La segunda lengua

Mediante el ejemplo más trivial que se me pueda ocurrir introduciré el tema de manejar otro idioma. Hoy en Viña del Mar, paseando por el Mall Marina Arauco, afuera de la Feria Chilena del Libro (a todo esto, compré un libro interesantísimo, cuando lo termine comentaré sobre todos sus demonios), veía a un grupo de Pottermaníacos que hacían cola desde las dos de la tarde (o quizá antes) para adquirir el último libro de la saga, Harry Potter y las Reliquias de la Muerte, el cual iba a ser lanzando a las seis con treinta de hoy a nivel nacional. Sentí algo raro al pensar que yo ya había leído el libro... es más, me sonrreí al llegar y ver en mi biblioteca, pequeña pero en crecimiento, al libro, al último de la saga, en el estante inferior, pero con una pequeña variación en el título: Harry Potter and the Deathly Hallows. Le dije a mi madre, con la que andaba, pensar que estos pobres tuvieron que mamarse todo este tiempo, desde el veintiuno de julio del año pasado hasta ahora, sólo por no saber inglés...

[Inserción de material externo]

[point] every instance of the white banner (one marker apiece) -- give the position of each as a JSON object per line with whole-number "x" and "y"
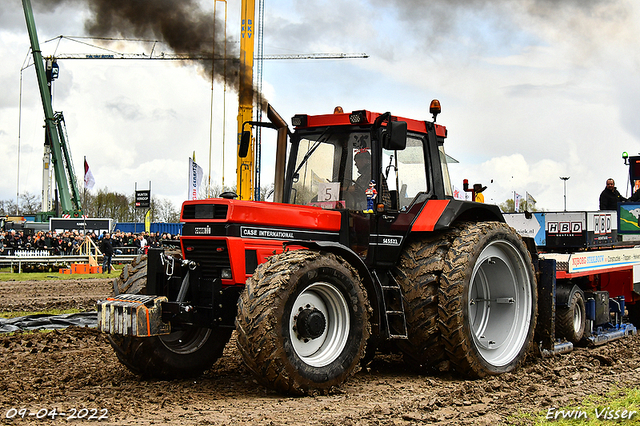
{"x": 195, "y": 177}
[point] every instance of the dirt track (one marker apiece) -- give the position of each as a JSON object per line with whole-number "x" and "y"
{"x": 76, "y": 368}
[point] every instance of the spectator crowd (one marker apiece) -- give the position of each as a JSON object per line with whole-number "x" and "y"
{"x": 69, "y": 242}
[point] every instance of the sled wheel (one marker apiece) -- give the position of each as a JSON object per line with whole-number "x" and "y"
{"x": 303, "y": 322}
{"x": 487, "y": 300}
{"x": 571, "y": 319}
{"x": 181, "y": 354}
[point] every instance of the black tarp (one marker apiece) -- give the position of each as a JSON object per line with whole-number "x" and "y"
{"x": 48, "y": 322}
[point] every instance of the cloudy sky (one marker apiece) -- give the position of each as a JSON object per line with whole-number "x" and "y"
{"x": 531, "y": 90}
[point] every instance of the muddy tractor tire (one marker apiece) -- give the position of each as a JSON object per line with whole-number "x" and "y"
{"x": 181, "y": 354}
{"x": 487, "y": 300}
{"x": 418, "y": 273}
{"x": 571, "y": 319}
{"x": 303, "y": 322}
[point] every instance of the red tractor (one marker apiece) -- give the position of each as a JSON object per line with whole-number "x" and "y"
{"x": 363, "y": 248}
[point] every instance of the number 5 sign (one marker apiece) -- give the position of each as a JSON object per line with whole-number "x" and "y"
{"x": 328, "y": 191}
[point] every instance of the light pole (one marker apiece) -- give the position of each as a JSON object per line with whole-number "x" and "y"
{"x": 565, "y": 179}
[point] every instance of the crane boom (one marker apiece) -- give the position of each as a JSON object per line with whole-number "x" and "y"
{"x": 245, "y": 167}
{"x": 190, "y": 57}
{"x": 57, "y": 143}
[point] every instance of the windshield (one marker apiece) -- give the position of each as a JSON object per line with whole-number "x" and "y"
{"x": 333, "y": 169}
{"x": 325, "y": 170}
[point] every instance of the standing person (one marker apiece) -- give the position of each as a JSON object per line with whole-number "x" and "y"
{"x": 610, "y": 197}
{"x": 107, "y": 252}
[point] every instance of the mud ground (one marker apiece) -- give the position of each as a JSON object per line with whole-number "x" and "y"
{"x": 75, "y": 369}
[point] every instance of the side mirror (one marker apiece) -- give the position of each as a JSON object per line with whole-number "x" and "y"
{"x": 394, "y": 136}
{"x": 245, "y": 141}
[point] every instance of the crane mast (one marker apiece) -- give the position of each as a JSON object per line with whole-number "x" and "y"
{"x": 245, "y": 165}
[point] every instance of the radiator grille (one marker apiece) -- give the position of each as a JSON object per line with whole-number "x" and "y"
{"x": 211, "y": 255}
{"x": 205, "y": 211}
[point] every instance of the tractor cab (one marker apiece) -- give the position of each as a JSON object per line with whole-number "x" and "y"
{"x": 365, "y": 162}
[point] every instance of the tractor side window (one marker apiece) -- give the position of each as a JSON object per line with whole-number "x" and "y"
{"x": 405, "y": 172}
{"x": 315, "y": 173}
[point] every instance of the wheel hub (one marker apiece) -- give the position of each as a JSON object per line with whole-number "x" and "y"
{"x": 310, "y": 323}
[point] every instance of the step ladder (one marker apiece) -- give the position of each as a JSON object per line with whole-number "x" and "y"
{"x": 393, "y": 307}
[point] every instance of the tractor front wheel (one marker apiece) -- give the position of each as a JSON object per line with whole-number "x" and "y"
{"x": 303, "y": 322}
{"x": 181, "y": 354}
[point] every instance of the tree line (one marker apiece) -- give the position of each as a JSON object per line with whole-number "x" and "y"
{"x": 115, "y": 205}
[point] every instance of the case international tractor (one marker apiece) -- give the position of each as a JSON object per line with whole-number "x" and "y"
{"x": 364, "y": 248}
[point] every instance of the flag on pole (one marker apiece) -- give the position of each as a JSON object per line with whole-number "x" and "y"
{"x": 195, "y": 177}
{"x": 89, "y": 181}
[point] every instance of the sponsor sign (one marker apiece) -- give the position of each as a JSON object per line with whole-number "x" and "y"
{"x": 602, "y": 260}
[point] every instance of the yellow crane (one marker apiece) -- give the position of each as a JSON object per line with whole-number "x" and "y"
{"x": 245, "y": 167}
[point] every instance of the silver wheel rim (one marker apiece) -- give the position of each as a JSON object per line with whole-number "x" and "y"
{"x": 323, "y": 350}
{"x": 186, "y": 341}
{"x": 500, "y": 302}
{"x": 577, "y": 319}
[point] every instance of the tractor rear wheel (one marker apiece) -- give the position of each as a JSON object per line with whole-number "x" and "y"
{"x": 303, "y": 322}
{"x": 571, "y": 319}
{"x": 487, "y": 300}
{"x": 181, "y": 354}
{"x": 418, "y": 273}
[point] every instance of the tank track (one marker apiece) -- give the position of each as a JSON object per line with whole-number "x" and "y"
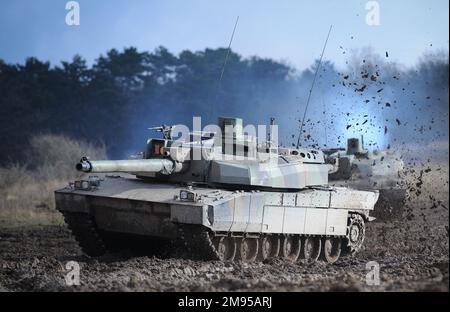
{"x": 85, "y": 231}
{"x": 201, "y": 244}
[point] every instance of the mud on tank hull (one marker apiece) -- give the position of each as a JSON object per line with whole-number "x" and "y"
{"x": 216, "y": 224}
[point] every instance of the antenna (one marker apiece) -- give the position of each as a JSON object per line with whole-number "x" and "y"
{"x": 326, "y": 121}
{"x": 229, "y": 50}
{"x": 225, "y": 64}
{"x": 312, "y": 87}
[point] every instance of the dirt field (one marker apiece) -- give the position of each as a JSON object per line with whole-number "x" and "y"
{"x": 412, "y": 251}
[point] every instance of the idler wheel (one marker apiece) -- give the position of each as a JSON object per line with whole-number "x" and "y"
{"x": 331, "y": 249}
{"x": 269, "y": 247}
{"x": 291, "y": 248}
{"x": 225, "y": 247}
{"x": 311, "y": 248}
{"x": 248, "y": 249}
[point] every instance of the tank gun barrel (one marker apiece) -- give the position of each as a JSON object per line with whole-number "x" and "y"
{"x": 163, "y": 165}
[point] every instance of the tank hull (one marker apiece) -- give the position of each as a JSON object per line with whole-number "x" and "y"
{"x": 131, "y": 206}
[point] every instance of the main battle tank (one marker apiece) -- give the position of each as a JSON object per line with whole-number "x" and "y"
{"x": 222, "y": 196}
{"x": 359, "y": 168}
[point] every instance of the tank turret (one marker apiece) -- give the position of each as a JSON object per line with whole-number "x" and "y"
{"x": 230, "y": 158}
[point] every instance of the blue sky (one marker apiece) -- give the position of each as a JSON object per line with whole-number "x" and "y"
{"x": 292, "y": 31}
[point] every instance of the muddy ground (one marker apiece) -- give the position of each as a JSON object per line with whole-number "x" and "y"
{"x": 412, "y": 251}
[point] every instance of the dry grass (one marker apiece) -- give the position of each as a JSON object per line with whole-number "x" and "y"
{"x": 27, "y": 191}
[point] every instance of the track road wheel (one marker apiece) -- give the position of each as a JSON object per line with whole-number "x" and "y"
{"x": 225, "y": 247}
{"x": 331, "y": 249}
{"x": 291, "y": 248}
{"x": 356, "y": 232}
{"x": 248, "y": 249}
{"x": 269, "y": 247}
{"x": 311, "y": 248}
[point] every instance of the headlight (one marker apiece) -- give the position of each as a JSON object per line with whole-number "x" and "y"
{"x": 187, "y": 195}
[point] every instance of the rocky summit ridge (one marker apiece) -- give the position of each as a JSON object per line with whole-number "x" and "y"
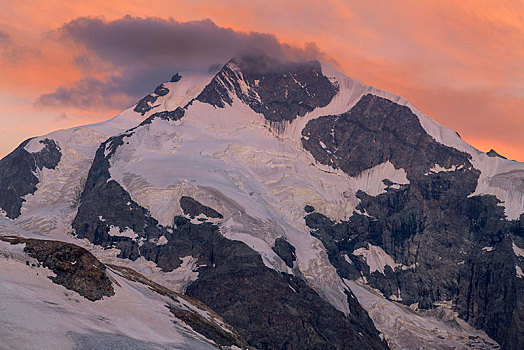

Como dije, empezaría el tema con el ejemplo más trivial... pero así como algunos perdieron la oportunidad de leer el libro antes, otros por no manejarse en el "idioma del mundo" han podido perder oportunidades laborales, profesionales u de otros ámbitos.
Quizá el tema de no aprender inglés pasa por falta de educación, de oportunidades, simplemente por flojera mental, por no interesarle a la gente el futuro o por otra serie de factores, como también puede ser "no estar ni ahí"... pero les contaré mi historia semibilingüe: aprendí inglés por uno de los motivos más inverosímiles que se les pudieran a ocurrir a ustedes lectores... juegos de cartas:

Cartas de los juegos "Magic" y "Pokemon" me invitaron a prender inglés, ya que esta era la opción única para comprender sus enrevesadas jergas y para saber qué y cómo hacer las acciones para tales juegos. Nunca me imaginé que después de algunos años de práctica y perfeccionamiento el inglés iba a convertirse en la lengua universal que alguna vez el esperanto soñó ser... y gracias a aquello, he podido, entre otras cosas, conocer el final de la saga de Potter antes que otros cercanos (excepto los tramposos que no saben lo que es la satisfacción de tener un libro real en las manos y lo bajaron traducido de internet), o , siendo un poco más ególatra, sorprender a mis compañeros en la primera clase de séptimo en mi actual colegio Francisco de Miranda haciéndole al profe una pregunta en la clase de inglés, totalmente en inglés... o haber entrado al top ten en octavo en una competencia regional de inglés, comprender manuales, páginas web, darme cuenta de los subtítulos erróneos en las películas.. en fin, tantas satisfacciones que me ha dado el aprender otra lengua, que en un principio aprendí como necesaria para un hobby, que ahora me divierte mucho y que sé que a futuro me será de mucha utilidad... y no sólo a mí... sino que a cualquiera, le hace bien una segunda lengua.